In many ways, Cruse’s 1962 essay is descended from the “oppressed nationality” position of the interwar Communist Party. Because of their shared appreciation of Garveyism and its renunciation of “Negro bourgeois reformism,” Cruse speaks highly of Harry Haywood, viewing him in a more favourable light than James E. Jackson whom Cruse dismissed as “the Marxist-Negro Integrationist par excellence.” Still, Cruse offered some sharp criticisms of the “self-determination for the black belt” thesis that Haywood helped to develop as the party’s official line at the Sixth Congress of the Communist International (Comintern) in 1928. The Communists wanted “a national question without nationalism” according to Cruse, and they posed the question too “mechanically because they did not really understand it.” He criticised the policy’s focus on self-determination for the South’s black belt, that region stretching from the alluvial soils of the Mississippi Delta eastward through the cotton-rich counties of Alabama towards the Carolinas, all densely populated by the black peasantry.

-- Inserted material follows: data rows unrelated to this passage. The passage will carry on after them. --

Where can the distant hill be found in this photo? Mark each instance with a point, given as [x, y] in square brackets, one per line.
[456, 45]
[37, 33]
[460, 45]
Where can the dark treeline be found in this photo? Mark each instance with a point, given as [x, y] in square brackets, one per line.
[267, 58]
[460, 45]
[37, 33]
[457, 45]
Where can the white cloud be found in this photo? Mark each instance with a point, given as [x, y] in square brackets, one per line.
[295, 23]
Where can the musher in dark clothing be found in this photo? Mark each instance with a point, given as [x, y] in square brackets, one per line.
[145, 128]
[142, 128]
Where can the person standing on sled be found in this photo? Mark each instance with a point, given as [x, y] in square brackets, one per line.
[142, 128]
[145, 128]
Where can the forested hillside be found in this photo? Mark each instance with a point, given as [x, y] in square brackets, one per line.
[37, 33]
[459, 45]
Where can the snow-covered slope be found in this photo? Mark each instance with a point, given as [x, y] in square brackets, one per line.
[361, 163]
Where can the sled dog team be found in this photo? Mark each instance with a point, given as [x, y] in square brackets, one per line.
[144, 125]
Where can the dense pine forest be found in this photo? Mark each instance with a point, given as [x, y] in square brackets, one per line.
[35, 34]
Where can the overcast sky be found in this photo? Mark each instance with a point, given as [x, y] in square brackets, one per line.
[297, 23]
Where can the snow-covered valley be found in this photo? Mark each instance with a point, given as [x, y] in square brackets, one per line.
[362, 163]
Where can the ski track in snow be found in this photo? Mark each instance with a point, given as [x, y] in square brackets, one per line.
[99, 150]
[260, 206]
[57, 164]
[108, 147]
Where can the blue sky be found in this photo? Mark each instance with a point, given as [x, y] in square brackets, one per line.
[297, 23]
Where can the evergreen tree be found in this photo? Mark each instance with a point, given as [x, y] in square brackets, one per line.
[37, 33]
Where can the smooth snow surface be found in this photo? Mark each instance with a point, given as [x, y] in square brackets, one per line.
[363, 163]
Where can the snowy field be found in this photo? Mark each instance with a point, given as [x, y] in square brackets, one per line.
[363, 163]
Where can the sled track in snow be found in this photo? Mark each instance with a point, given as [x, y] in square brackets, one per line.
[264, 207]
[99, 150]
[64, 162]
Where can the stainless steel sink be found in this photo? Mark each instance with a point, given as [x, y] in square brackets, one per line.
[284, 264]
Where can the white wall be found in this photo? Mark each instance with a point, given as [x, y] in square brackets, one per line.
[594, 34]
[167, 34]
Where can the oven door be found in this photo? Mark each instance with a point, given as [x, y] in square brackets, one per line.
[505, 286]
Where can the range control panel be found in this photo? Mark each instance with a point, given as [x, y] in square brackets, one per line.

This regional focus was misguided, according to Cruse, because it neglected the national scope of the Garveyite movement that was largely urban-centred. The “Negro question” was not merely a Southern problem; rather Cruse argued that “the national character of the Negro has little to do with what part of the country he lives in . . . His national boundaries are the color of his skin, his racial characteristics, and the social conditions within his subcultural world.” Haywood had been the sole black advocate ofthe black-belt line at the Sixth Comintern, and for years he had dedicated most of his energies to implementing the policy. It is no wonder that Haywood felt the need to set the younger Cruse straight.
† Cruse writes approvingly: "Frazier shows that the failure of the Negro to establish an economic base in American society served to sever the Negro bourgeoisie, in its 'slow and difficult occupational differentiation' from economic, and therefore cultural and organizational ties with the Negro working class. Since the Negro bourgeoisie does not, in the main, control the Negro 'market' in the United States economy, and since it derives its income from whatever 'integrated' occupational advantages it has achieved, it has neither developed a sense of association of its status with that of the Negro working class, nor a 'community' of economic, political, or cultural interests conducive to cultivating “nationalistic sentiments."
‡ Two chapters from Cruse’s most well-known work stand out on this matter of competing ethnic allegiances and class solidarity, "1920’s–1930’s – West Indian Influence" and "Jews and Negroes in the Communist Party." Aside from his attacks on artists like playwright Lorraine Hansberry, these are the most detested and controversial chapters in the book. So much so that lengthy rebuttals have been penned decades after the book’s publication by those who contest the accuracy of his historical analysis and who view Cruse’s arguments as ethnocentric and unfair to particular groups.